Do canto do olho esquerdo da Jurema real desce a primeira lágrima, na mão do Raimundo mortal o rosto imortalizado de Jurema vai sendo acariciado pelas formigas sobreviventes.
Raimundo acordou assustado. Sabia que não deveria exagerar no almoço. Tinha que ir à rodoviária. Tudo não havia passado de um pesadelo. Bestagem, ainda mais agora que teria Jurema mais Roseclei. Então desceu voando pelas escadas e chegou esbaforido na calçada. No salão da esquina, Roseclei fazia as unhas.
- Nega, tô indo desenrolar aquele angu de que falei - avisou.
- Safado, importou a cururu da Paraíba - comentou Rosiclei com a colega.
O trânsito estava infernal. Teve medo de que Jurema fosse embora com as crianças.

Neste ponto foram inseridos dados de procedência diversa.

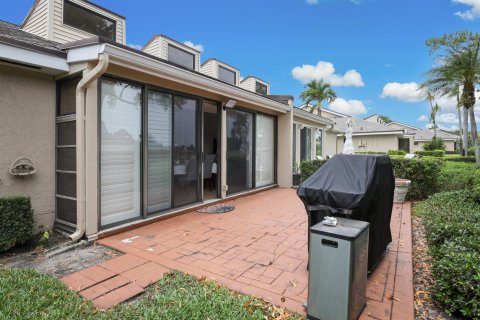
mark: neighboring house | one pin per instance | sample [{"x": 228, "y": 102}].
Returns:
[
  {"x": 368, "y": 136},
  {"x": 310, "y": 139},
  {"x": 422, "y": 136},
  {"x": 120, "y": 136}
]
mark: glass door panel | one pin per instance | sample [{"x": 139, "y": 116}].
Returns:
[
  {"x": 159, "y": 153},
  {"x": 185, "y": 151},
  {"x": 239, "y": 150},
  {"x": 264, "y": 151},
  {"x": 120, "y": 151}
]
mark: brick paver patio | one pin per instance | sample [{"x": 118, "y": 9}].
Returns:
[{"x": 260, "y": 248}]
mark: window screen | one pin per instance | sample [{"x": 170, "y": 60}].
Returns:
[
  {"x": 88, "y": 21},
  {"x": 181, "y": 57}
]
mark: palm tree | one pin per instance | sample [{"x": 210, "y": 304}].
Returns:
[
  {"x": 461, "y": 67},
  {"x": 319, "y": 91},
  {"x": 433, "y": 114}
]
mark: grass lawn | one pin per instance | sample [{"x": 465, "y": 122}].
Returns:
[{"x": 26, "y": 294}]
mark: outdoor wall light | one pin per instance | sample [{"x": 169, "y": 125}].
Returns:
[{"x": 230, "y": 104}]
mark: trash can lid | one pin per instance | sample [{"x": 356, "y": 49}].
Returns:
[{"x": 346, "y": 229}]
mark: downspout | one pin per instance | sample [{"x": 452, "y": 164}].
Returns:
[{"x": 87, "y": 79}]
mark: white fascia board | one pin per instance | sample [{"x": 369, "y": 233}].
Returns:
[
  {"x": 379, "y": 133},
  {"x": 129, "y": 59},
  {"x": 52, "y": 64}
]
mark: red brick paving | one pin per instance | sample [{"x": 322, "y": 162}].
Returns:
[{"x": 260, "y": 248}]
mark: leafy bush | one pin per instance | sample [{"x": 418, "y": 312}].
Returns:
[
  {"x": 431, "y": 153},
  {"x": 397, "y": 152},
  {"x": 457, "y": 176},
  {"x": 434, "y": 144},
  {"x": 422, "y": 172},
  {"x": 451, "y": 222},
  {"x": 307, "y": 168},
  {"x": 16, "y": 221},
  {"x": 461, "y": 159}
]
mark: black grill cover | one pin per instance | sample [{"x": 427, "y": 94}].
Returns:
[{"x": 358, "y": 187}]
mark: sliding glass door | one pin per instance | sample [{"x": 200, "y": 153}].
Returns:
[
  {"x": 264, "y": 150},
  {"x": 185, "y": 151},
  {"x": 159, "y": 151},
  {"x": 120, "y": 158},
  {"x": 239, "y": 150}
]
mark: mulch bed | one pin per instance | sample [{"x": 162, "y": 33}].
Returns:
[{"x": 425, "y": 307}]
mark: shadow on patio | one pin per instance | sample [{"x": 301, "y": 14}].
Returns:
[{"x": 260, "y": 248}]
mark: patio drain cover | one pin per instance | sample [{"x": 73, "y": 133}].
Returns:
[{"x": 218, "y": 208}]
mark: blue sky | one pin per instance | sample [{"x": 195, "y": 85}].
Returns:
[{"x": 373, "y": 51}]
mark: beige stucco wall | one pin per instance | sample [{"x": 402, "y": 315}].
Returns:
[
  {"x": 27, "y": 128},
  {"x": 450, "y": 145},
  {"x": 330, "y": 144},
  {"x": 378, "y": 143}
]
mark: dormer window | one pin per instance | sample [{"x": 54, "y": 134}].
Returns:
[
  {"x": 88, "y": 21},
  {"x": 226, "y": 75},
  {"x": 181, "y": 57},
  {"x": 260, "y": 88}
]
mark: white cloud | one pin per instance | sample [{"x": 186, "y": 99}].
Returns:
[
  {"x": 198, "y": 47},
  {"x": 472, "y": 13},
  {"x": 326, "y": 71},
  {"x": 407, "y": 92},
  {"x": 422, "y": 118},
  {"x": 350, "y": 107},
  {"x": 135, "y": 46}
]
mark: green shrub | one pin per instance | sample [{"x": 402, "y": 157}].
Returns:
[
  {"x": 453, "y": 233},
  {"x": 307, "y": 168},
  {"x": 461, "y": 159},
  {"x": 434, "y": 144},
  {"x": 431, "y": 153},
  {"x": 457, "y": 176},
  {"x": 422, "y": 172},
  {"x": 397, "y": 152},
  {"x": 16, "y": 221}
]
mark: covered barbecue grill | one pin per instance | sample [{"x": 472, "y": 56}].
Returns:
[{"x": 358, "y": 187}]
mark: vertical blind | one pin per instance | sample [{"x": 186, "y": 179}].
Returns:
[
  {"x": 120, "y": 151},
  {"x": 265, "y": 151}
]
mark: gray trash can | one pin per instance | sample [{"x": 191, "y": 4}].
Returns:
[{"x": 338, "y": 260}]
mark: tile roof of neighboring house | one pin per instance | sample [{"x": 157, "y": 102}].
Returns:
[
  {"x": 362, "y": 126},
  {"x": 10, "y": 33},
  {"x": 428, "y": 135}
]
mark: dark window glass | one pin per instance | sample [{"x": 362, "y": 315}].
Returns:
[
  {"x": 260, "y": 88},
  {"x": 226, "y": 75},
  {"x": 185, "y": 151},
  {"x": 88, "y": 21},
  {"x": 181, "y": 57},
  {"x": 67, "y": 184},
  {"x": 67, "y": 210},
  {"x": 66, "y": 133},
  {"x": 67, "y": 102},
  {"x": 66, "y": 159}
]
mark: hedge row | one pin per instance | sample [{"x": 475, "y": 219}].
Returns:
[
  {"x": 431, "y": 153},
  {"x": 452, "y": 226},
  {"x": 16, "y": 221},
  {"x": 422, "y": 172}
]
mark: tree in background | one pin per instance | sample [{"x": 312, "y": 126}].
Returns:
[
  {"x": 319, "y": 91},
  {"x": 460, "y": 55},
  {"x": 434, "y": 108}
]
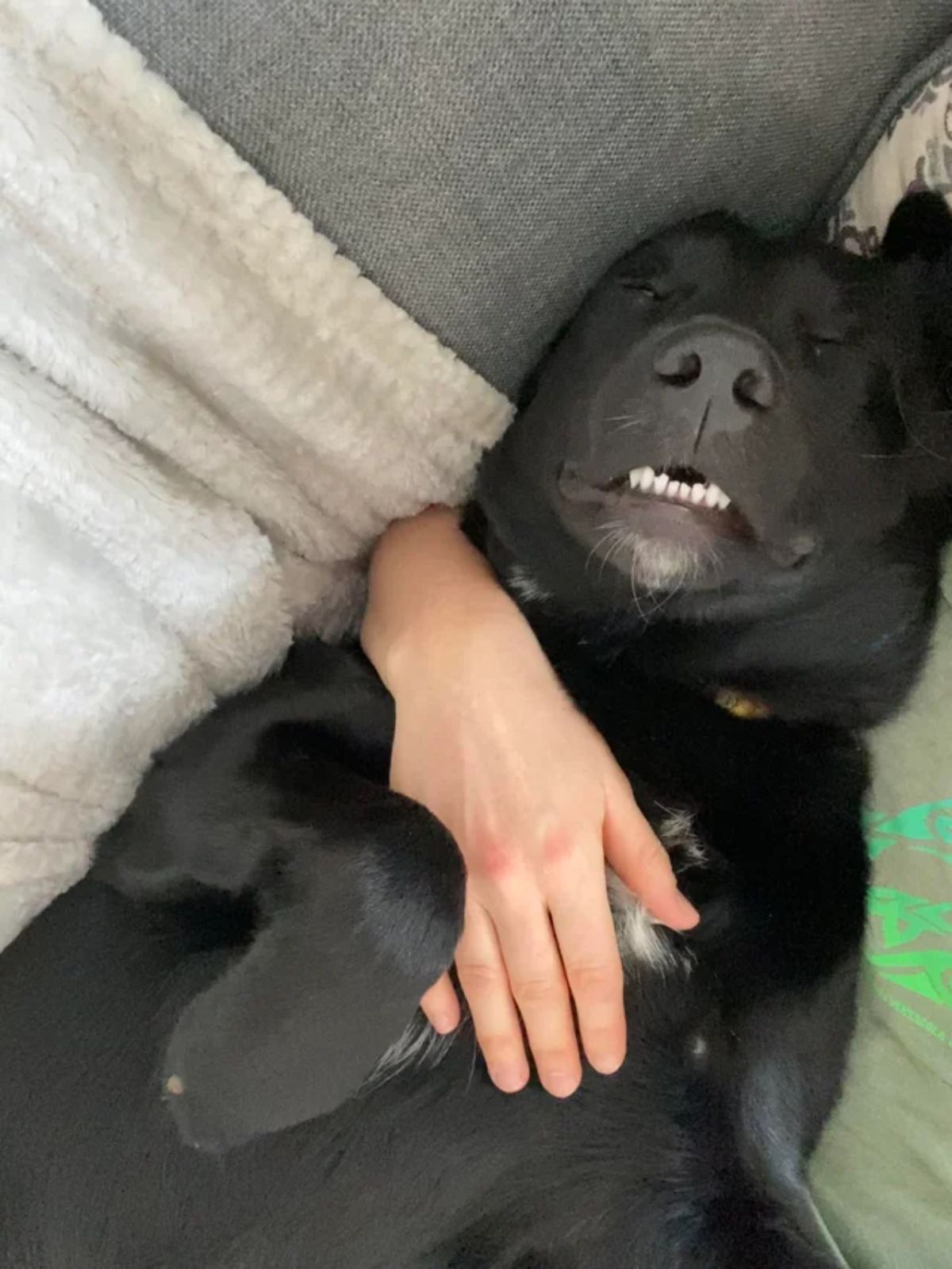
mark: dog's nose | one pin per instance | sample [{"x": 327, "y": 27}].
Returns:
[{"x": 727, "y": 372}]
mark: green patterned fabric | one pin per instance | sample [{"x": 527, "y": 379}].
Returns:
[{"x": 882, "y": 1177}]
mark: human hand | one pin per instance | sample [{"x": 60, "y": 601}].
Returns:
[{"x": 490, "y": 743}]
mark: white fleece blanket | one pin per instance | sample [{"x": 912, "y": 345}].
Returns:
[{"x": 206, "y": 417}]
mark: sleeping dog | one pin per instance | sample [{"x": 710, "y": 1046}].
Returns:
[{"x": 721, "y": 508}]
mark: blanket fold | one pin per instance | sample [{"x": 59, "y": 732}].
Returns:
[{"x": 206, "y": 417}]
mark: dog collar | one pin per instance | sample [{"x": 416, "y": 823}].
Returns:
[{"x": 739, "y": 705}]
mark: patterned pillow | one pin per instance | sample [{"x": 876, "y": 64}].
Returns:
[
  {"x": 882, "y": 1175},
  {"x": 914, "y": 152}
]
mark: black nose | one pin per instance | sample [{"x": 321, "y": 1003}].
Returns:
[{"x": 725, "y": 372}]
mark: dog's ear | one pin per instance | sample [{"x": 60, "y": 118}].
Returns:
[
  {"x": 920, "y": 228},
  {"x": 918, "y": 244}
]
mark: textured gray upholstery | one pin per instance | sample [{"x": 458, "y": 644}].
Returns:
[{"x": 482, "y": 160}]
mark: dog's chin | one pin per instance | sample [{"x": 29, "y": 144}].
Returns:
[{"x": 654, "y": 563}]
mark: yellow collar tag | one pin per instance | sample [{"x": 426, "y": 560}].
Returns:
[{"x": 739, "y": 705}]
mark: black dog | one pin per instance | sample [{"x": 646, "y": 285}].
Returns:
[{"x": 723, "y": 510}]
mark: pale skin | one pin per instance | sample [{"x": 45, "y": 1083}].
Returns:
[{"x": 489, "y": 741}]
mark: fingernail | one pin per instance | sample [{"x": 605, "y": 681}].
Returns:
[
  {"x": 509, "y": 1079},
  {"x": 685, "y": 915}
]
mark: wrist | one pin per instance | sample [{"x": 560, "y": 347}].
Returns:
[{"x": 432, "y": 595}]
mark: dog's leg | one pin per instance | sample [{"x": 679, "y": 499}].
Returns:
[
  {"x": 359, "y": 896},
  {"x": 790, "y": 997}
]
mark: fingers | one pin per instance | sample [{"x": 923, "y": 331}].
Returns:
[
  {"x": 442, "y": 1006},
  {"x": 482, "y": 976},
  {"x": 643, "y": 863},
  {"x": 585, "y": 933},
  {"x": 537, "y": 983}
]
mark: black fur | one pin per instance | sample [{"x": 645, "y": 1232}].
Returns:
[{"x": 273, "y": 911}]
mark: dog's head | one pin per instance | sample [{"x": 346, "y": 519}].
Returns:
[{"x": 731, "y": 417}]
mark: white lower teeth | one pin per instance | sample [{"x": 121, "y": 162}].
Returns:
[{"x": 647, "y": 481}]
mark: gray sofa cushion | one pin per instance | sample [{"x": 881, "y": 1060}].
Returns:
[{"x": 486, "y": 159}]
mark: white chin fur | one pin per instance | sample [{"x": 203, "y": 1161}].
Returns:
[{"x": 660, "y": 565}]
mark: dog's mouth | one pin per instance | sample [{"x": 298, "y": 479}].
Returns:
[{"x": 682, "y": 490}]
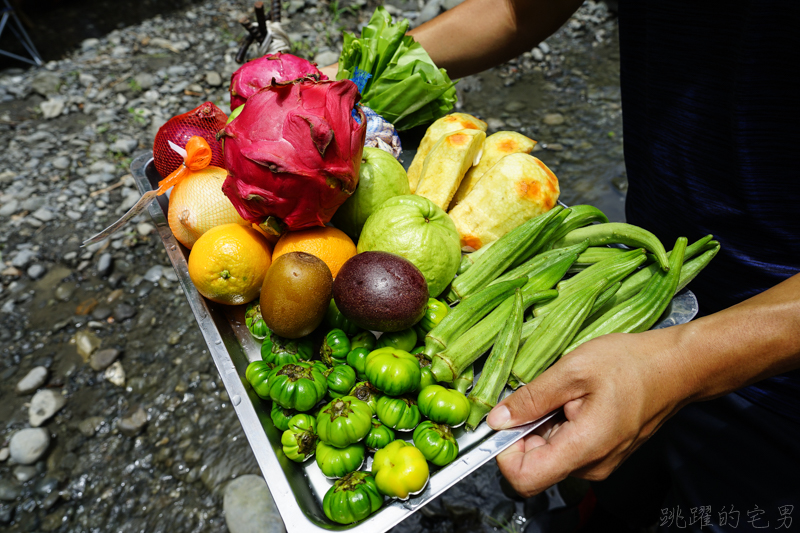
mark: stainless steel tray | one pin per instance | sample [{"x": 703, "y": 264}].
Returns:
[{"x": 298, "y": 489}]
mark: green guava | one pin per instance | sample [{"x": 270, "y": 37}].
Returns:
[
  {"x": 419, "y": 230},
  {"x": 381, "y": 177}
]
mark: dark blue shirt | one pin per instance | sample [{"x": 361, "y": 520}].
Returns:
[{"x": 711, "y": 114}]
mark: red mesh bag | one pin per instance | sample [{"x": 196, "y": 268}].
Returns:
[{"x": 204, "y": 121}]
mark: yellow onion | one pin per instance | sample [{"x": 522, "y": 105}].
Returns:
[{"x": 198, "y": 204}]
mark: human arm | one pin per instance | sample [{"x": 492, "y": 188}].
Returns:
[
  {"x": 479, "y": 34},
  {"x": 617, "y": 390}
]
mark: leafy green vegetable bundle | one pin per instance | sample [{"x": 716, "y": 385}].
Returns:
[{"x": 405, "y": 87}]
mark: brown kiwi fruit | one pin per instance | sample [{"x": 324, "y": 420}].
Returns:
[{"x": 295, "y": 295}]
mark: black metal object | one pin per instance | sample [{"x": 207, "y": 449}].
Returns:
[
  {"x": 257, "y": 31},
  {"x": 9, "y": 19}
]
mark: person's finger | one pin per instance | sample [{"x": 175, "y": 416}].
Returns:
[{"x": 547, "y": 392}]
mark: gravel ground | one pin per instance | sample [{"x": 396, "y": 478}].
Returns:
[{"x": 114, "y": 417}]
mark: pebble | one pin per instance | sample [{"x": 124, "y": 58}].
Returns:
[
  {"x": 32, "y": 380},
  {"x": 115, "y": 374},
  {"x": 28, "y": 445},
  {"x": 104, "y": 264},
  {"x": 249, "y": 507},
  {"x": 24, "y": 473},
  {"x": 9, "y": 491},
  {"x": 124, "y": 312},
  {"x": 133, "y": 422},
  {"x": 102, "y": 359},
  {"x": 44, "y": 404},
  {"x": 553, "y": 119}
]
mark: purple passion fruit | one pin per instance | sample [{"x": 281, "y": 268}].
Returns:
[
  {"x": 380, "y": 291},
  {"x": 295, "y": 294}
]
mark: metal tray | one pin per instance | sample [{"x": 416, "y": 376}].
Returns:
[{"x": 298, "y": 489}]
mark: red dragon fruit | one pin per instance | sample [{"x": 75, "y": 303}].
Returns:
[
  {"x": 272, "y": 68},
  {"x": 294, "y": 153}
]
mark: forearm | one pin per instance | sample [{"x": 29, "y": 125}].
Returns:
[
  {"x": 755, "y": 339},
  {"x": 479, "y": 34}
]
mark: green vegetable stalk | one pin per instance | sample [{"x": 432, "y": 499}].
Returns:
[{"x": 497, "y": 367}]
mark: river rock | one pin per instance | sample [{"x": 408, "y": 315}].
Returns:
[
  {"x": 102, "y": 359},
  {"x": 44, "y": 405},
  {"x": 115, "y": 374},
  {"x": 249, "y": 507},
  {"x": 133, "y": 422},
  {"x": 32, "y": 380},
  {"x": 28, "y": 445}
]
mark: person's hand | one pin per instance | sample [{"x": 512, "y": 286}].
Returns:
[{"x": 616, "y": 391}]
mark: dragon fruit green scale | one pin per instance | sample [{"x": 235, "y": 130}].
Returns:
[{"x": 294, "y": 152}]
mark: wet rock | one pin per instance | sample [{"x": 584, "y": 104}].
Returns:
[
  {"x": 9, "y": 491},
  {"x": 86, "y": 342},
  {"x": 89, "y": 426},
  {"x": 553, "y": 119},
  {"x": 102, "y": 359},
  {"x": 46, "y": 83},
  {"x": 133, "y": 422},
  {"x": 32, "y": 380},
  {"x": 249, "y": 507},
  {"x": 502, "y": 513},
  {"x": 44, "y": 405},
  {"x": 115, "y": 374},
  {"x": 24, "y": 473},
  {"x": 213, "y": 78},
  {"x": 124, "y": 312},
  {"x": 28, "y": 445}
]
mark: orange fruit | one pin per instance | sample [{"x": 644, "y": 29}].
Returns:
[
  {"x": 228, "y": 263},
  {"x": 331, "y": 245}
]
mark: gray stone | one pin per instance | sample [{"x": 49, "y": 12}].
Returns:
[
  {"x": 9, "y": 491},
  {"x": 43, "y": 214},
  {"x": 213, "y": 78},
  {"x": 553, "y": 119},
  {"x": 124, "y": 312},
  {"x": 44, "y": 405},
  {"x": 61, "y": 162},
  {"x": 249, "y": 507},
  {"x": 24, "y": 473},
  {"x": 28, "y": 445},
  {"x": 104, "y": 264},
  {"x": 328, "y": 57},
  {"x": 89, "y": 426},
  {"x": 36, "y": 271},
  {"x": 145, "y": 80},
  {"x": 133, "y": 422},
  {"x": 52, "y": 108},
  {"x": 46, "y": 83},
  {"x": 124, "y": 146},
  {"x": 9, "y": 208},
  {"x": 32, "y": 380},
  {"x": 115, "y": 374},
  {"x": 102, "y": 359}
]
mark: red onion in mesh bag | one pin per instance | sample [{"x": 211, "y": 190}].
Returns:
[
  {"x": 294, "y": 153},
  {"x": 204, "y": 121},
  {"x": 271, "y": 68}
]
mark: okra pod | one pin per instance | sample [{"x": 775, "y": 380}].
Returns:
[
  {"x": 640, "y": 312},
  {"x": 613, "y": 269},
  {"x": 499, "y": 257},
  {"x": 634, "y": 283},
  {"x": 449, "y": 363},
  {"x": 466, "y": 314},
  {"x": 556, "y": 331},
  {"x": 580, "y": 216},
  {"x": 497, "y": 368},
  {"x": 464, "y": 380},
  {"x": 617, "y": 233}
]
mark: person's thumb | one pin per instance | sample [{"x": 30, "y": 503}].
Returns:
[{"x": 547, "y": 392}]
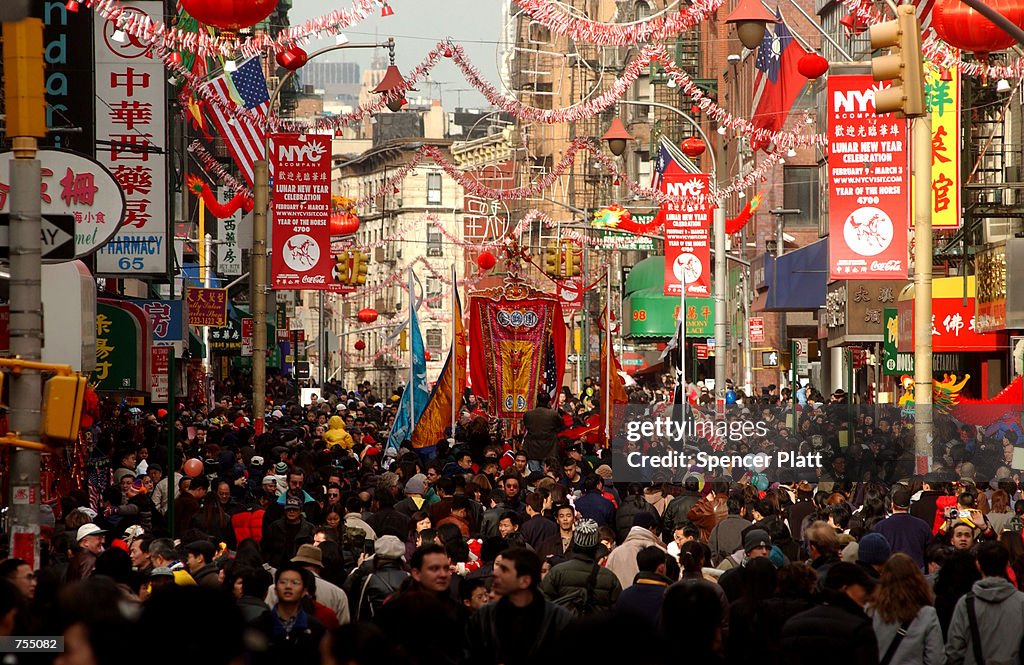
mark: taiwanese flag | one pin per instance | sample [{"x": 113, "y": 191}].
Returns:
[{"x": 777, "y": 82}]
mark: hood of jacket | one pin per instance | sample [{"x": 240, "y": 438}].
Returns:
[{"x": 993, "y": 589}]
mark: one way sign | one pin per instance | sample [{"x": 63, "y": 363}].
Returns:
[{"x": 57, "y": 238}]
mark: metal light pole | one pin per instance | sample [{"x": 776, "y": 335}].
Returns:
[
  {"x": 258, "y": 272},
  {"x": 720, "y": 254}
]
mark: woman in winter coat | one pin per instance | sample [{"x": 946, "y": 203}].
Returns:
[{"x": 903, "y": 600}]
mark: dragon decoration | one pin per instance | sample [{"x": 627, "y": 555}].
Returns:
[
  {"x": 220, "y": 210},
  {"x": 615, "y": 217}
]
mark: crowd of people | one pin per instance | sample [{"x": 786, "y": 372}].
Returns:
[{"x": 313, "y": 542}]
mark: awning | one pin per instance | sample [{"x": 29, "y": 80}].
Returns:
[{"x": 797, "y": 280}]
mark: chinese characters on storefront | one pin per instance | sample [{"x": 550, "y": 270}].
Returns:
[
  {"x": 868, "y": 197},
  {"x": 131, "y": 137}
]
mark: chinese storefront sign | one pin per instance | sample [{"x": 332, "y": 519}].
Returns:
[
  {"x": 117, "y": 349},
  {"x": 207, "y": 306},
  {"x": 687, "y": 237},
  {"x": 944, "y": 102},
  {"x": 78, "y": 186},
  {"x": 131, "y": 116},
  {"x": 868, "y": 197},
  {"x": 228, "y": 252},
  {"x": 855, "y": 309},
  {"x": 301, "y": 212},
  {"x": 953, "y": 328}
]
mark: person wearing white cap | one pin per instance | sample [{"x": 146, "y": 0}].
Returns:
[{"x": 90, "y": 543}]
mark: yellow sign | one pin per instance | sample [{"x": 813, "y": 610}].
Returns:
[{"x": 942, "y": 91}]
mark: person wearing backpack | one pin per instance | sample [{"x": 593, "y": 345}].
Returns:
[
  {"x": 376, "y": 579},
  {"x": 581, "y": 585},
  {"x": 988, "y": 622}
]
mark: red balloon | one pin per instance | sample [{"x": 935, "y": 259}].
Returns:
[
  {"x": 194, "y": 467},
  {"x": 485, "y": 260},
  {"x": 229, "y": 14},
  {"x": 812, "y": 66},
  {"x": 960, "y": 26},
  {"x": 693, "y": 147}
]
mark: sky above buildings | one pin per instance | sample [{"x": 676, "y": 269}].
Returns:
[{"x": 417, "y": 26}]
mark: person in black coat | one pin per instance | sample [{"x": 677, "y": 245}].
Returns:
[
  {"x": 837, "y": 629},
  {"x": 644, "y": 596}
]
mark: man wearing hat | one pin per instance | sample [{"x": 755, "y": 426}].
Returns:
[
  {"x": 90, "y": 545},
  {"x": 377, "y": 578},
  {"x": 329, "y": 594},
  {"x": 623, "y": 559},
  {"x": 577, "y": 573},
  {"x": 757, "y": 543}
]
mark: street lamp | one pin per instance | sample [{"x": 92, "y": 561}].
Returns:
[
  {"x": 720, "y": 254},
  {"x": 752, "y": 21},
  {"x": 258, "y": 268}
]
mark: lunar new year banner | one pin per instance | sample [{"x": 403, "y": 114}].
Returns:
[
  {"x": 517, "y": 348},
  {"x": 687, "y": 237},
  {"x": 868, "y": 196},
  {"x": 301, "y": 212}
]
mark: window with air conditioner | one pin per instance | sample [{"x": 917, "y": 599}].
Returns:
[{"x": 433, "y": 189}]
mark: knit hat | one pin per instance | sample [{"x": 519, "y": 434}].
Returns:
[
  {"x": 756, "y": 538},
  {"x": 389, "y": 547},
  {"x": 417, "y": 485},
  {"x": 585, "y": 534},
  {"x": 873, "y": 549}
]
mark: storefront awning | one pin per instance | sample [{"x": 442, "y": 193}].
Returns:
[{"x": 797, "y": 280}]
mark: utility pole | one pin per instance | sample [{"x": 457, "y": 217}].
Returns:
[{"x": 23, "y": 60}]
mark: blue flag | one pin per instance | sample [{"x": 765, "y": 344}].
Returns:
[{"x": 418, "y": 390}]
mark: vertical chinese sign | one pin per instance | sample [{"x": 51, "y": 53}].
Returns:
[
  {"x": 687, "y": 236},
  {"x": 301, "y": 208},
  {"x": 228, "y": 252},
  {"x": 942, "y": 88},
  {"x": 868, "y": 197},
  {"x": 131, "y": 137}
]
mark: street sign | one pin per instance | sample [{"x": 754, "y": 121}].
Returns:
[
  {"x": 757, "y": 325},
  {"x": 57, "y": 237}
]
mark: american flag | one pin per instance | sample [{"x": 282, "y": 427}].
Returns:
[{"x": 245, "y": 141}]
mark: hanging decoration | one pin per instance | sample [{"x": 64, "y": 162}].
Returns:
[
  {"x": 485, "y": 261},
  {"x": 201, "y": 190},
  {"x": 812, "y": 66},
  {"x": 735, "y": 224}
]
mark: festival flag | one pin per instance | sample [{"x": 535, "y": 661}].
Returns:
[
  {"x": 777, "y": 82},
  {"x": 437, "y": 414},
  {"x": 245, "y": 86},
  {"x": 417, "y": 392}
]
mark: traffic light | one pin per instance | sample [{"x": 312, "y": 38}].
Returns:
[
  {"x": 342, "y": 268},
  {"x": 573, "y": 260},
  {"x": 61, "y": 412},
  {"x": 359, "y": 268},
  {"x": 903, "y": 66}
]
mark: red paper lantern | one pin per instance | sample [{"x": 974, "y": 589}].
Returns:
[
  {"x": 292, "y": 58},
  {"x": 194, "y": 467},
  {"x": 962, "y": 27},
  {"x": 693, "y": 147},
  {"x": 485, "y": 260},
  {"x": 812, "y": 66},
  {"x": 229, "y": 14},
  {"x": 343, "y": 223}
]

Pela janela da lotação cismava, absorto: que vida teria com as duas!!! Riu descaradamente...
Quando chegou na rodoviária, surpresa: havia mais um moleque... Nos braços de Jurema, a criança lançou-lhe um sorriso banguela.
- Diacho de moleque é esse Jurema?
– É do Wellington.
Ele vinha atrás. E ela riu, descaradamente.
* por enquanto, sem título.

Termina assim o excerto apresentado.